JP4374258B2 - Manhole-tube connection structure and connection method - Google Patents

Description

  The present invention relates to a connection structure and connection method between a manhole and a pipe body. Specifically, the connection between a newly installed manhole and a pipe body and the connection of a pipe body in an existing manhole is made with an earthquake resistant structure inside the manhole. The present invention relates to a connection structure and a connection method.

The connection between the manhole and the tube is fixed by filling the tube with a mortar between the outer peripheral surface of the tube and the inner surface of the drilling hole. .
However, when the connecting portion of the tubular body is fixed with respect to the manhole, it is impossible to follow the earthquake or the uneven settlement of the ground, and the tubular body is broken or broken at the connecting portion.

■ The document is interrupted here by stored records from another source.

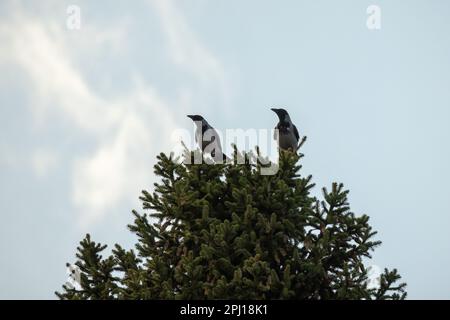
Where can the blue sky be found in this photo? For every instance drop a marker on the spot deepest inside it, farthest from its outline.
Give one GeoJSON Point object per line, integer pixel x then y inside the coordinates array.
{"type": "Point", "coordinates": [84, 112]}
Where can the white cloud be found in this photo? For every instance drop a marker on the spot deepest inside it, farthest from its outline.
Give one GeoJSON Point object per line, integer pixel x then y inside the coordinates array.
{"type": "Point", "coordinates": [126, 132]}
{"type": "Point", "coordinates": [43, 161]}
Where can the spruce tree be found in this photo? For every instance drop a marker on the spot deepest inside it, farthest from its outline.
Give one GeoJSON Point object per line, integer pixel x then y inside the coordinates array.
{"type": "Point", "coordinates": [226, 231]}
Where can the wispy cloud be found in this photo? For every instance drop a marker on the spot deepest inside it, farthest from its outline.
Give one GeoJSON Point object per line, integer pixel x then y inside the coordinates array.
{"type": "Point", "coordinates": [127, 129]}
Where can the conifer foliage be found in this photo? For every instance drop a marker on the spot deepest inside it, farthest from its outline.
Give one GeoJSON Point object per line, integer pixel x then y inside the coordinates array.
{"type": "Point", "coordinates": [225, 231]}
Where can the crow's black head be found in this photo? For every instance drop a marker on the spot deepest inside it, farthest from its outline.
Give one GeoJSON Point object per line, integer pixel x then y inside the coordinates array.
{"type": "Point", "coordinates": [281, 113]}
{"type": "Point", "coordinates": [196, 117]}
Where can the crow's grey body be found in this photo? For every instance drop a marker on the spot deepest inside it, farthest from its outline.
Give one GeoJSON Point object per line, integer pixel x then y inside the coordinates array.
{"type": "Point", "coordinates": [207, 138]}
{"type": "Point", "coordinates": [286, 132]}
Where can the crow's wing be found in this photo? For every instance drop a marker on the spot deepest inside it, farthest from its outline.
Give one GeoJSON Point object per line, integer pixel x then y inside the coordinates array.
{"type": "Point", "coordinates": [275, 132]}
{"type": "Point", "coordinates": [296, 133]}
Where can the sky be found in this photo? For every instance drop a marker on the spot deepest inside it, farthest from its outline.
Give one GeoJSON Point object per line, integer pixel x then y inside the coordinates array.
{"type": "Point", "coordinates": [84, 112]}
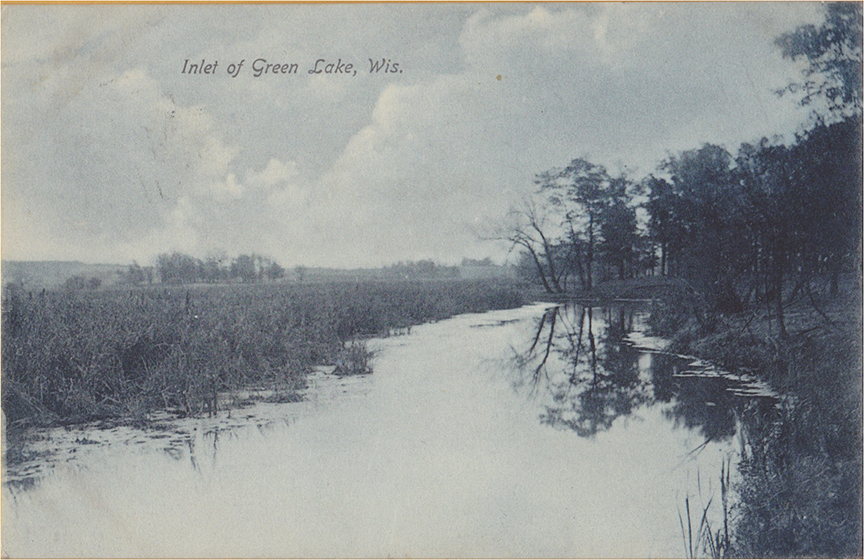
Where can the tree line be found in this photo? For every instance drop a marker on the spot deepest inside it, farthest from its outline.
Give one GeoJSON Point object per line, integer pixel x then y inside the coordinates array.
{"type": "Point", "coordinates": [180, 268]}
{"type": "Point", "coordinates": [757, 225]}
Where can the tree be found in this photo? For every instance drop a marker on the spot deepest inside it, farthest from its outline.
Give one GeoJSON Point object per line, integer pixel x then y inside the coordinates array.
{"type": "Point", "coordinates": [178, 268]}
{"type": "Point", "coordinates": [715, 249]}
{"type": "Point", "coordinates": [618, 232]}
{"type": "Point", "coordinates": [833, 54]}
{"type": "Point", "coordinates": [581, 190]}
{"type": "Point", "coordinates": [243, 267]}
{"type": "Point", "coordinates": [528, 228]}
{"type": "Point", "coordinates": [135, 274]}
{"type": "Point", "coordinates": [773, 214]}
{"type": "Point", "coordinates": [665, 226]}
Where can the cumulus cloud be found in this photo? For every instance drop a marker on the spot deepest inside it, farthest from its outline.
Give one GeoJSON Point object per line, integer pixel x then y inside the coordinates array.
{"type": "Point", "coordinates": [110, 154]}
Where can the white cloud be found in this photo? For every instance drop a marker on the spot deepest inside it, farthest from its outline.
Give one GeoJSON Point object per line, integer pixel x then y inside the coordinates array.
{"type": "Point", "coordinates": [110, 154]}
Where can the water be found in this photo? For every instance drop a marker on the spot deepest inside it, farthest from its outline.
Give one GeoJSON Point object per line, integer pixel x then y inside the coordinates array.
{"type": "Point", "coordinates": [530, 432]}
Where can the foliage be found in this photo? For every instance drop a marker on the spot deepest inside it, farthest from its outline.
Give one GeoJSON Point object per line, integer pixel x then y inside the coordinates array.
{"type": "Point", "coordinates": [78, 355]}
{"type": "Point", "coordinates": [833, 55]}
{"type": "Point", "coordinates": [179, 268]}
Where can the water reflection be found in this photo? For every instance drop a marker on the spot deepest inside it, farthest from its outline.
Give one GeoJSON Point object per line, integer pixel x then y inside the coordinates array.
{"type": "Point", "coordinates": [587, 373]}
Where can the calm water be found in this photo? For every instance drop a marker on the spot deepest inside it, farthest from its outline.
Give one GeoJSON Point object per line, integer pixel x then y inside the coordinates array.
{"type": "Point", "coordinates": [530, 432]}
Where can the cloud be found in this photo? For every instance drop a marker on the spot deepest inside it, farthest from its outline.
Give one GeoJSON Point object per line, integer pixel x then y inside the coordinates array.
{"type": "Point", "coordinates": [110, 154]}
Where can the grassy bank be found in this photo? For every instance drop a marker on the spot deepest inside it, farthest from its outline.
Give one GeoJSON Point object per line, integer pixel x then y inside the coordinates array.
{"type": "Point", "coordinates": [73, 356]}
{"type": "Point", "coordinates": [800, 491]}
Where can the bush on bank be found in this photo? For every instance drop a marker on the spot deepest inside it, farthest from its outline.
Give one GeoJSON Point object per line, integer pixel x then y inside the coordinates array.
{"type": "Point", "coordinates": [77, 356]}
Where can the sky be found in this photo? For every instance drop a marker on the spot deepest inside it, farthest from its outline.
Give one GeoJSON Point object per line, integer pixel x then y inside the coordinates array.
{"type": "Point", "coordinates": [111, 153]}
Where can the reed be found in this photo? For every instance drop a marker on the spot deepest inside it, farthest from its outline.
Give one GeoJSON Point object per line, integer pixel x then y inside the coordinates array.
{"type": "Point", "coordinates": [71, 356]}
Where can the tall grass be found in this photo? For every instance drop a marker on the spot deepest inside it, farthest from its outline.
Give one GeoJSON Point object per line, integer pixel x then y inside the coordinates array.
{"type": "Point", "coordinates": [800, 489]}
{"type": "Point", "coordinates": [76, 356]}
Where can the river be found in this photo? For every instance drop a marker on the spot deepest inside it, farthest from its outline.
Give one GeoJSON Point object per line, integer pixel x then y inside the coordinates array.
{"type": "Point", "coordinates": [534, 432]}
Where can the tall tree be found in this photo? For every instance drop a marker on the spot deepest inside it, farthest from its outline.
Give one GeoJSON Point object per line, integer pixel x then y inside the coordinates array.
{"type": "Point", "coordinates": [833, 55]}
{"type": "Point", "coordinates": [582, 190]}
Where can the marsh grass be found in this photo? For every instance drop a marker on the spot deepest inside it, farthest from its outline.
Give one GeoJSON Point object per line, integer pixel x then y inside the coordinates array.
{"type": "Point", "coordinates": [702, 538]}
{"type": "Point", "coordinates": [800, 489]}
{"type": "Point", "coordinates": [73, 356]}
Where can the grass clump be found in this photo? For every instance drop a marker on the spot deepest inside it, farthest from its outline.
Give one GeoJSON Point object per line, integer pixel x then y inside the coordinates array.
{"type": "Point", "coordinates": [73, 356]}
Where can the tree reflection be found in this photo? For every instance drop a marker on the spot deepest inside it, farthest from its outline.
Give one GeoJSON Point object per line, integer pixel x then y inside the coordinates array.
{"type": "Point", "coordinates": [587, 374]}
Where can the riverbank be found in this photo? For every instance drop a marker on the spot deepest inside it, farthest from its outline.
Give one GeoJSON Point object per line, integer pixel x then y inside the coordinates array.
{"type": "Point", "coordinates": [78, 356]}
{"type": "Point", "coordinates": [800, 494]}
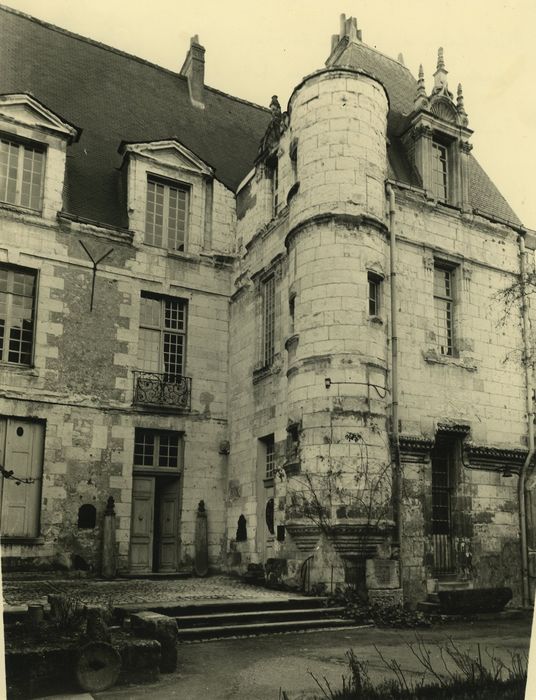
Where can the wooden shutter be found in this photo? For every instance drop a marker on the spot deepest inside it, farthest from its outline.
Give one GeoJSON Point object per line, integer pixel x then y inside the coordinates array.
{"type": "Point", "coordinates": [23, 443]}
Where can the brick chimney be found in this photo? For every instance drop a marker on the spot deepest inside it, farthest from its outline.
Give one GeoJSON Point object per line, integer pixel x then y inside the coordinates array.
{"type": "Point", "coordinates": [194, 69]}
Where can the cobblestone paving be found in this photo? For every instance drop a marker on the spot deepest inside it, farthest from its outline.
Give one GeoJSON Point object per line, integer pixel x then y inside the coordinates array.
{"type": "Point", "coordinates": [125, 591]}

For this reason, since the Great Hanshin Earthquake a few years ago, not only new pipes were connected to the connection structure between manholes and pipes, but also existing pipes were being refurbished to make them earthquake resistant.
In newly established pipelines, depending on the method of forming the pipeline, it is possible to implement an earthquake resistant structure outside and inside the manhole, but in the case of existing pipelines, the roads are blocked, etc. In order to minimize traffic restrictions, it is necessary to carry out renovation work inside the manhole.

As a method for connecting the connecting portion between the manhole and the pipe body in the manhole with an earthquake resistant structure, there is a method previously proposed by the present applicant.
In this method, one side portion of the rubber socket is fitted and fixed to the outer side of the end portion of the tubular body inserted in the drilling hole of the manhole, and the other side portion of the rubber socket is larger than the outer diameter of the tubular body and is The metal collar having a diameter smaller than the inner diameter of the hole is fixed to the inner side (or the outer side) with an extension band (or a fastening band), and then the metal collar is pushed between the hole and the tubular body. The socket is bent and inverted, and then a mortar, resin seal, resin mortar, or other connecting member is injected between the outer peripheral surface of the metal collar and the inner surface of the drilled hole, and the two (manhole and metal collar) are connected and fixed. (For example, refer to Patent Document 1).

JP 2003-105788 A

  The rubber socket in the connection structure described in Patent Document 1 is fixed to the tube and then pushed into the drilling hole. The rubber socket is bent and inverted and bent into a substantially S-shaped cross section. And since a metal collar is located outside the outermost cylindrical portion, it is required that the space between the outer peripheral surface of the tubular body and the inner surface of the hole is wide. That is, it is required that the drilling diameter established in the manhole is larger than the outer diameter of the pipe body.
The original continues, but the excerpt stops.